Setiap pagi Mama selalu menyiapkan sarapan dan mengantarku ke sekolah, lalu ia pergi mengajar. Bang Kikilah yang selalu membantu Mama menyiapkan sarapan pagi.
“Makasih sayang.” kata Mama. “Iya Ma.” jawab Bang Kiki.
Setelah beberapa tahun kemudian, Bang Kiki sudah lulus S1 dan melanjutkan S2 di Padang. Dan setelah tamat nanti aku ingin kuliah di Yogya, tapi kuputuskan untuk kuliah di Medan mengambil jurusan seni dan budaya. Satu hal yang membuatku mengambil jurusan itu adalah karena aku menyukai seni dan ingin menjadi Seniman apalagi pesan Ayah yang selalu kuingat di hati.

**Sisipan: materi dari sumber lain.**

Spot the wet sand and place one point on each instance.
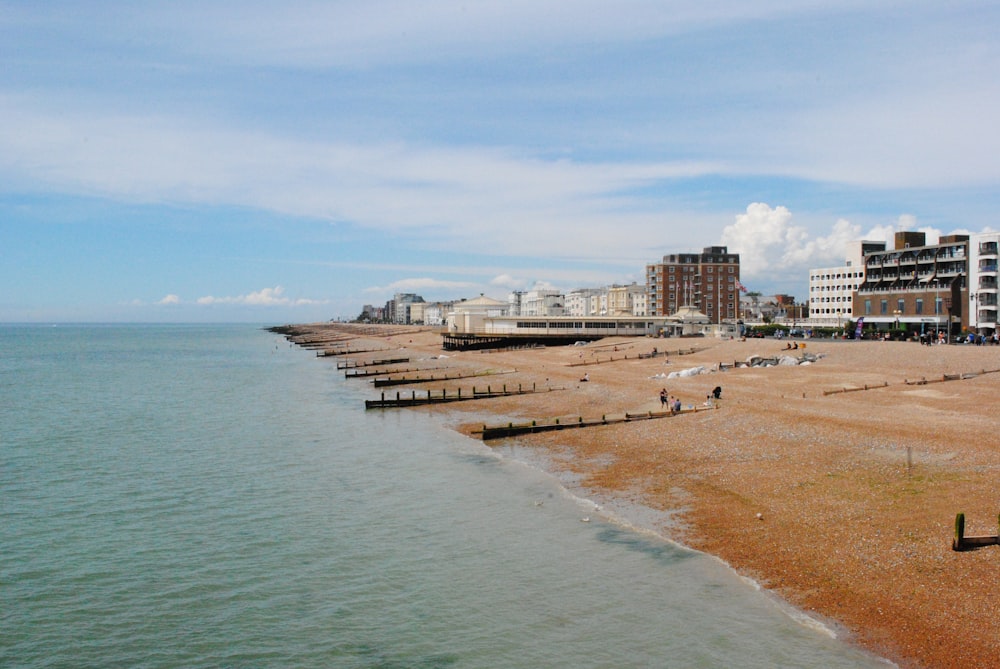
(842, 503)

Aku pernah ikut berbagai lomba seni, seperti menyanyi dan melukis. Sering menang dan juga sangat sering kalah namanya juga kompetisi ada yang menang dan ada yang kalah.
Beberapa bulan ini Mama mulai sering sakit-sakitan. Kakak dan Abang sedang sibuk di luar kota. Aku dan Mama telah lama menanti untuk menjenguk kami. Akhirnya Mama pun masuk rumah sakit. Pada saat itu juga aku sedang mengikuti lomba melukis. Ketika sedang mengikuti lomba salah seorang kerabat Mama menghubungiku dan mengatakan kalau Mama masuk rumah sakit dan di hari itu juga ku batalkan lomba melukis dan segera pergi ke rumah sakit.
“Mama.. Mama.. bagaimana keadaan Mama? Sudah baikan belum?” tanyaku.
“Sudah nak, Mama sudah baikan. Risa sudah makan?” tanya Mama.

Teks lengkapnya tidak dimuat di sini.